Guanine and 8-Azaguanine in Anomeric DNA Hybrid Base Pairs: Stability, Fluorescence Sensing, and Efficient Mismatch Discrimination with alpha-D-Nucleosides

Abstract

The alpha-anomers of 8-aza-2'-deoxyguanosine (alpha G(d)*) and 2'-deoxyguanosine (alpha G(d)) were site-specifically incorporated in 12-mer duplexes opposite to the four canonical DNA constituents alpha G(d)*, dG, dT, and dC. Oligodeoxyribonucleotides containing aGd* display significant fluorescence at slightly elevated pH (8.0). Oligodeoxyribonucleotides incorporating beta-anomeric 8-aza-2'-deoxyguanosine (G(d)*) and canonical dG were studied for comparison. For alpha G(d)* synthesis, an efficient purification of anomeric 8-azaguanine nucleosides was developed on the basis of protected intermediates, and a new alpha G(d)* phosphoramidite was prepared. Differences were observed for sugar conformations (N vs S) and pK(a) values of anomeric nucleosides. Duplex stability and mismatch discrimination were studied employing UV-dependent melting and fluorescence quenching.
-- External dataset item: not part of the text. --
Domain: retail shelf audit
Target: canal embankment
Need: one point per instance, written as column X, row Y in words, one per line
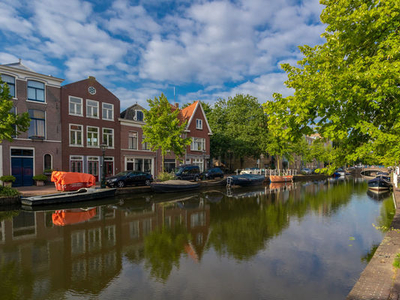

A gradual fluorescence change takes place in duplex DNA when the alpha-nucleoside alpha G(d)* was positioned opposite to the four canonical beta-nucleosides. The strongest fluorescence decrease appeared in duplexes incorporating alpha G(d)*-Cd base pair matches. Decreasing fluorescence corresponds to increasing T-m values. For mismatch discrimination, the alpha-anomers alpha G(d)* and aGd are more efficient than the corresponding beta-nucleosides. Duplexes with single ``purine-purine'' alpha G(d)*-alpha G(d)* or alpha G(d)-alpha G(d) base pairs are significantly more stable than those displaying beta-D configuration. CD spectra indicate that single mutations by alpha-anomeric nucleosides do not affect the global structure of B-DNA.